Gittiğimiz gece muhakkak kapatırdık meyhaneyi. Arkadan bağırırdı Arap: "hadi beyler kalkın artık meyhanecinin de evi var". Bizim cevabımız mütevazi tabi: "Ev mev yok, sabb'aha kadar buradayız".
Bir gün yan masamızda kalın sesli, dümende iyi olan bir kasabın İkinci Yeni'yi keserken söylediklerine şahit olduk. Yanlış bilgilerle masayı donatıyordu. Bir gafletle Edip Cansever abimize "çerez" demeyi kendine hak gördü. Şu an yaşayan bir ölü. Sonrasında Her masamızda Edip Cansever şiiri okumayı kendimize bir görev saydık. Meyhane duvarındaki asılı fotoğrafımız da önemlidir. Ümit B. ile duvardaki fotoğrafımızda telefonda gösterdiğimiz büyük üstat Edip Cansever'dir. Ki menüsünde Edip Cansever şiiri yazan bir meyhaneden söz ediyoruz değerli günlük.
Fakat Atıfet'i göremeyecek kadar hızlı solmaları da kaderin her zamanki gülümsemesi.
Çalma listelerimizin çok benzer olduğunu söylemiş miydim? İkimizinki de Dilek Türkan'la başlıyor. Birçok şarkımız ortak. Ama Kamuran Akkor yalnızca Güler abla bana jest yapmak isterse çalar. Ya da gizlice sıraya eklemem gerek.
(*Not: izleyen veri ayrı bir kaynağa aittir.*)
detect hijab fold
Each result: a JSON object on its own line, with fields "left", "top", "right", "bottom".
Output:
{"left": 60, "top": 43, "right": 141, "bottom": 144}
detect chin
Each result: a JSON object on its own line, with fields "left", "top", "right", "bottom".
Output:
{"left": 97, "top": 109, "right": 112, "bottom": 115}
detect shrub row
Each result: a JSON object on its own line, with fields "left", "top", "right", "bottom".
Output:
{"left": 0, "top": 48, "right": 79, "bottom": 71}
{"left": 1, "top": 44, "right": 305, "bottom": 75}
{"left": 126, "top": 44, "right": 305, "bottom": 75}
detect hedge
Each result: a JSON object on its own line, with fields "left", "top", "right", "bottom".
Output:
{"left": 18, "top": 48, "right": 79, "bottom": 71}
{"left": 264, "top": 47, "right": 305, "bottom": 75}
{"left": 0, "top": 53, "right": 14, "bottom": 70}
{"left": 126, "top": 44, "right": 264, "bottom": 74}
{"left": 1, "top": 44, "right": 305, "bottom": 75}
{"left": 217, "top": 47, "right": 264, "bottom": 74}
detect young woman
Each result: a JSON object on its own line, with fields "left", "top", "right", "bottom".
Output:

Her masada söylenirdi: "dibini görmeyen sevdiğini görmesin"... Dibi her şişenin görüldü. Sevdiklerimiz zaten hep yanımızda.
Ne yazık ki kapattılar Atıfet'i. Mülk sahibi ile olan bir problemden binlerce gelecek anı henüz çizilmeden tarihe gömüldü. Oysaki içeceğimiz mavilik kadar rakı vardı orada. Atıfet'in rakısı başkadır. Şarap başka dökülür orada. Bira gürültüyle açılırdı. Gürültüyle çıkardı duman mezelerden.
Sanki evim yıkılmış kadar üzgünüm fakat ne çare kader.
Buruk bir anı olarak kaldı Atıfet. O meyhane değildi, Atıfet'ti. Belki bir gün başka bir yerde yeniden doğar kim bilir. Fakat bu ayrılık kurşun kadar ağır.
İşte böyle sevgili günlük. Sevdiğimiz herkesin, her şeyin anısı olduğu gibi duruyor ve yaşamımızın akşamında yeniden uyanıyor.. Evet anılar ölmüş değil, yalnızca uykuda.